[Docs] [txt|pdf] [Tracker] [WG] [Email] [Diff1] [Diff2] [Nits]

Versions: (draft-droms-nemo-dhcpv6-pd) 00 01 02 03

IPv6 Group                                                      R. Droms
Internet-Draft                                                P. Thubert
Expires: February 5, 2006                                          Cisco
                                                          August 4, 2005


                   DHCPv6 Prefix Delegation for NEMO
                      draft-ietf-nemo-dhcpv6-pd-00

Status of this Memo

   By submitting this Internet-Draft, each author represents that any
   applicable patent or other IPR claims of which he or she is aware
   have been or will be disclosed, and any of which he or she becomes
   aware will be disclosed, in accordance with Section 6 of BCP 79.

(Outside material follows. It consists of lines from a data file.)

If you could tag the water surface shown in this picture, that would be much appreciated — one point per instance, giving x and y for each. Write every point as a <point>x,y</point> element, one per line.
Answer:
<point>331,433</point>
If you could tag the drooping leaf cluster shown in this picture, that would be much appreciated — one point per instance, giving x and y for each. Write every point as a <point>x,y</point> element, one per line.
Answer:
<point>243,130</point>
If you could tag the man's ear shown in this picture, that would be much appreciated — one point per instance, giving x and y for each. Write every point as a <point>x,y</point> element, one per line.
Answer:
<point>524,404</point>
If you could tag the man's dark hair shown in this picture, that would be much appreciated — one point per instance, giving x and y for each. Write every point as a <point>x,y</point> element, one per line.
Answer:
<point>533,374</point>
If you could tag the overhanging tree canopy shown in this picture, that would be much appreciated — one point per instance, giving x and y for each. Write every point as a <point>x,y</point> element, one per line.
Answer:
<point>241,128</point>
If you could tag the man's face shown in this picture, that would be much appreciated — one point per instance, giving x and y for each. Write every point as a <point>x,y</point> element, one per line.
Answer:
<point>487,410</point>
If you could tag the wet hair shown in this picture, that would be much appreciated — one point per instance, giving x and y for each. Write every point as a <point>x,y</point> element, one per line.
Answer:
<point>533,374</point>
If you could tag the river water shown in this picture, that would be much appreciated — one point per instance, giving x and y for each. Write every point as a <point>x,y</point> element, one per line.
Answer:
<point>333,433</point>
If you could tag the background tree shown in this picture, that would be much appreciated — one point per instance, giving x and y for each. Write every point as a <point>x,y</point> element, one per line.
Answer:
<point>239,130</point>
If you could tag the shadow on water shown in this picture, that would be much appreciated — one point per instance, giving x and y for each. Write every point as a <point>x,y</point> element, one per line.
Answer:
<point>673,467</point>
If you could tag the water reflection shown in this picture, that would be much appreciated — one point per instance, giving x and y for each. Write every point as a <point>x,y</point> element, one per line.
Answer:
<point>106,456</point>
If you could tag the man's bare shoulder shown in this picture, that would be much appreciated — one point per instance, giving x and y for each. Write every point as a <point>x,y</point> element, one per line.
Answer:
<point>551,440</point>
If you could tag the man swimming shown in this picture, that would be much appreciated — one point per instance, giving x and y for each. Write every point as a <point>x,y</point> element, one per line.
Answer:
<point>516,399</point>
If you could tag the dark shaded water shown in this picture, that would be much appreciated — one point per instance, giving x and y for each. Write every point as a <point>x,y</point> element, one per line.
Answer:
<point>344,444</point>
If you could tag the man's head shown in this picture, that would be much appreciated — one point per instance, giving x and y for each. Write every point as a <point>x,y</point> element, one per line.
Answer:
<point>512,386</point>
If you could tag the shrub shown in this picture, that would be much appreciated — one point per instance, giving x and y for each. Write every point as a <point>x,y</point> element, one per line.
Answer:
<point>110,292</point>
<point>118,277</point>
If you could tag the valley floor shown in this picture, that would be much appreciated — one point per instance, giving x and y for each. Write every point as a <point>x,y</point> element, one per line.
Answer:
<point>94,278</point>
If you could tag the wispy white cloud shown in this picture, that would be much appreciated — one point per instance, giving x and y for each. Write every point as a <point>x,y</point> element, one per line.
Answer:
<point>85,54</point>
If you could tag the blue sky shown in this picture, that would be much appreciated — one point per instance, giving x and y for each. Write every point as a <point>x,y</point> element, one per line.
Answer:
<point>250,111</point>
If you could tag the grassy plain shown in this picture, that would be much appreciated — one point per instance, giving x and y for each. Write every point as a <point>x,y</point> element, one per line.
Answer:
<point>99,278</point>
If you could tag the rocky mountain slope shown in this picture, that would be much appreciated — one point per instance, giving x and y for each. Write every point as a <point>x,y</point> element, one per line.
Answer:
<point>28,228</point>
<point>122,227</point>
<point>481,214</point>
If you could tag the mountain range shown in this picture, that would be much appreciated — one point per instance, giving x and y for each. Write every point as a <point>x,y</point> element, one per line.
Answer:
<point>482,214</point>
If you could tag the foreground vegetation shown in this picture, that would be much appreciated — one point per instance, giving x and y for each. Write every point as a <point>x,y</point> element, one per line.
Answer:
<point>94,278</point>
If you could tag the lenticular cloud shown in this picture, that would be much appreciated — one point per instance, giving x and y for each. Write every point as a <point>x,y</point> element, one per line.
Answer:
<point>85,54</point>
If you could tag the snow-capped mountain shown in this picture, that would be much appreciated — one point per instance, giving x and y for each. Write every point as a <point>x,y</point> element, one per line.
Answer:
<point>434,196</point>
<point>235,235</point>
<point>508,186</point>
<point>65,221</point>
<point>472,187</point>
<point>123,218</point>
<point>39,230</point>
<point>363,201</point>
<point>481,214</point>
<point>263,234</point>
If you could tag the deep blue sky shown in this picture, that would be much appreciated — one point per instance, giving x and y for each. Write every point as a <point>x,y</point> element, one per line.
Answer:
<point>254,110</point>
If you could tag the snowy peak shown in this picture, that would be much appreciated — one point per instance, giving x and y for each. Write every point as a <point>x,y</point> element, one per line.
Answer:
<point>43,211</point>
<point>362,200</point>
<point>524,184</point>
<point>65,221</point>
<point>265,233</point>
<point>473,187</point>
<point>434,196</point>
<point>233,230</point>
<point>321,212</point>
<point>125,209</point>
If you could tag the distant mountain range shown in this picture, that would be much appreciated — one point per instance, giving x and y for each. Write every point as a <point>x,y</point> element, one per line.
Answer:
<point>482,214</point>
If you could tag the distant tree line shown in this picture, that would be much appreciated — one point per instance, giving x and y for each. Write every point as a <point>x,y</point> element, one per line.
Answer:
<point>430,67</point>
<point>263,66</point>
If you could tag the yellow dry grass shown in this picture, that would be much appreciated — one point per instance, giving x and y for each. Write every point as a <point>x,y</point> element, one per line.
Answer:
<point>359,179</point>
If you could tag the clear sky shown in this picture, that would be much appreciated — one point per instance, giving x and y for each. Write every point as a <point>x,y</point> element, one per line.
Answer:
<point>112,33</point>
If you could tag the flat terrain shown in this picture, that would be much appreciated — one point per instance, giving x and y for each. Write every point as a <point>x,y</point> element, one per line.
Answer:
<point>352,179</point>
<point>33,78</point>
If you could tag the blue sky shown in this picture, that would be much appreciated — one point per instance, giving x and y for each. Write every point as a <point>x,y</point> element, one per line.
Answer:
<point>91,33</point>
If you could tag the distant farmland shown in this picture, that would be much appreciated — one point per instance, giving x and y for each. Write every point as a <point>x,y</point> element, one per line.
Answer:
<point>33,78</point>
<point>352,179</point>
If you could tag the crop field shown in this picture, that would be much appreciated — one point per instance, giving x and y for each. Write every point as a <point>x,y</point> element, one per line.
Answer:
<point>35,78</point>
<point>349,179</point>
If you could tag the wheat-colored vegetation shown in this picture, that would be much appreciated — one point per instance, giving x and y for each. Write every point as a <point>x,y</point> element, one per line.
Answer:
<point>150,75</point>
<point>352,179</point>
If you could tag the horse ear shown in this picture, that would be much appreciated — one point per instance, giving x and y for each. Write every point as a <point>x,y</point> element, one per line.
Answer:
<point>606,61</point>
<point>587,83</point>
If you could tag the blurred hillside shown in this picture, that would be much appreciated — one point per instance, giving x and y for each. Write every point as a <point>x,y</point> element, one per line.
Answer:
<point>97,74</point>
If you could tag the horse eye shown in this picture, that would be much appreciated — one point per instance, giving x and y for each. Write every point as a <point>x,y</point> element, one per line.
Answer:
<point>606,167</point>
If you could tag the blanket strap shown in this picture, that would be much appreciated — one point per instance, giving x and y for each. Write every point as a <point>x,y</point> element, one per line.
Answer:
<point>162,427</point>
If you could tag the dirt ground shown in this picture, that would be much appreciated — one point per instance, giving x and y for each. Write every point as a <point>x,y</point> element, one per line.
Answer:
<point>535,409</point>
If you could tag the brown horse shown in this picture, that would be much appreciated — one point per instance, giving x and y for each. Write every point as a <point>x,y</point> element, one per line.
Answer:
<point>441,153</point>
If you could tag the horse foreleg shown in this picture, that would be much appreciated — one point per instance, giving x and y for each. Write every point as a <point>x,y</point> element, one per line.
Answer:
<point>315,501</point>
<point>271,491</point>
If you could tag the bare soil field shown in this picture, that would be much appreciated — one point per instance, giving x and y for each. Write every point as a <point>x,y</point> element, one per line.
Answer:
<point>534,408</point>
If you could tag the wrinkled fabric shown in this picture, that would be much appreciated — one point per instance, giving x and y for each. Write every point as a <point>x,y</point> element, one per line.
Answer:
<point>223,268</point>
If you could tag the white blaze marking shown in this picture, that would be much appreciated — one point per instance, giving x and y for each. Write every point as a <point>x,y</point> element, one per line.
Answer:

   Internet-Drafts are working documents of the Internet Engineering
   Task Force (IETF), its areas, and its working groups.  Note that
   other groups may also distribute working documents as Internet-
   Drafts.

   Internet-Drafts are draft documents valid for a maximum of six months
   and may be updated, replaced, or obsoleted by other documents at any
   time.  It is inappropriate to use Internet-Drafts as reference
   material or to cite them other than as "work in progress."

   The list of current Internet-Drafts can be accessed at
   http://www.ietf.org/ietf/1id-abstracts.txt.

   The list of Internet-Draft Shadow Directories can be accessed at
   http://www.ietf.org/shadow.html.

   This Internet-Draft will expire on February 5, 2006.

Copyright Notice

   Copyright (C) The Internet Society (2005).

Abstract

   One aspect of network mobility support is the assignment of a prefix
   or prefixes to a mobile router (MR) for use on the links in the
   mobile network.  DHCPv6 prefix delegation can be used for this
   configuration task.

1.  Introduction

   One aspect of network mobility support is the assignment of a prefix



Droms & Thubert         Expires February 5, 2006                [Page 1]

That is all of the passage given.